The announcement is a possible reference to its self-imposed moratorium on testing nuclear weapons, which has been in place since 2017.
Though Pyongyang is barred from testing ballistic missiles and nuclear weapons under international law, it has continued developing the weapons in violation of the ban.
In a report about a Politburo meeting held on Wednesday, KCNA reported the “hostile policy and military threat by the US have reached a danger line that can not be overlooked any more,” and acknowledged the need to prepare for “a long-term confrontation” with the US.
The report said North Korean leader Kim Jong Un has instructed officials to bolster ways to “efficiently control the hostile moves of the US” and reconsider trust-building measures with the US.

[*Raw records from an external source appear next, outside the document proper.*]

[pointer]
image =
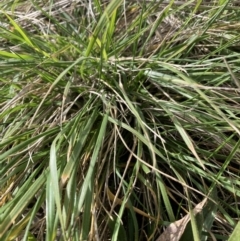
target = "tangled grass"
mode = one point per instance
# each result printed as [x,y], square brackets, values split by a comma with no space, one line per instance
[119,120]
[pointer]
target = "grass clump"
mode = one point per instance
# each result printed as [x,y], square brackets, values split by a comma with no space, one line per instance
[119,120]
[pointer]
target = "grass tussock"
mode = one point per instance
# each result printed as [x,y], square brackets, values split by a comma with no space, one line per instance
[119,120]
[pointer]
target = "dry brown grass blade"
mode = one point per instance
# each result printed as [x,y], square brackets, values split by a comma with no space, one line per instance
[118,201]
[175,230]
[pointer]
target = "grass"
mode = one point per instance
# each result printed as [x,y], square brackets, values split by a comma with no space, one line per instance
[119,121]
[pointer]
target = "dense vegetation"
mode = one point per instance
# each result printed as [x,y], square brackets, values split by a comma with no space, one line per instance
[119,120]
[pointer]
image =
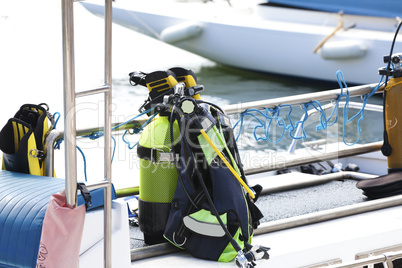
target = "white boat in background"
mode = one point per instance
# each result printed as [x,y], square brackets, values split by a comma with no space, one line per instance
[308,39]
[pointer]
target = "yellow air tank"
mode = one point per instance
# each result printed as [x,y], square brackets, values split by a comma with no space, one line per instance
[393,122]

“It gave an instruction to a sector concerned to reconsider in an overall scale the trust-building measures that we took on our own initiative on a preferential ground and to promptly examine the issue of restarting all temporally suspended activities,” KCNA reported.
The South Korean military is closely monitoring North Korea’s activities following Thursday’s report, according to Seoul’s Joint Chiefs of Staff spokesman Kim Jun-rak.
It comes as North Korea has ramped up its missile tests during the month of January. Last week, the US announced sanctions on five North Korean individuals and one entity supporting the regime’s ballistic missile related programs.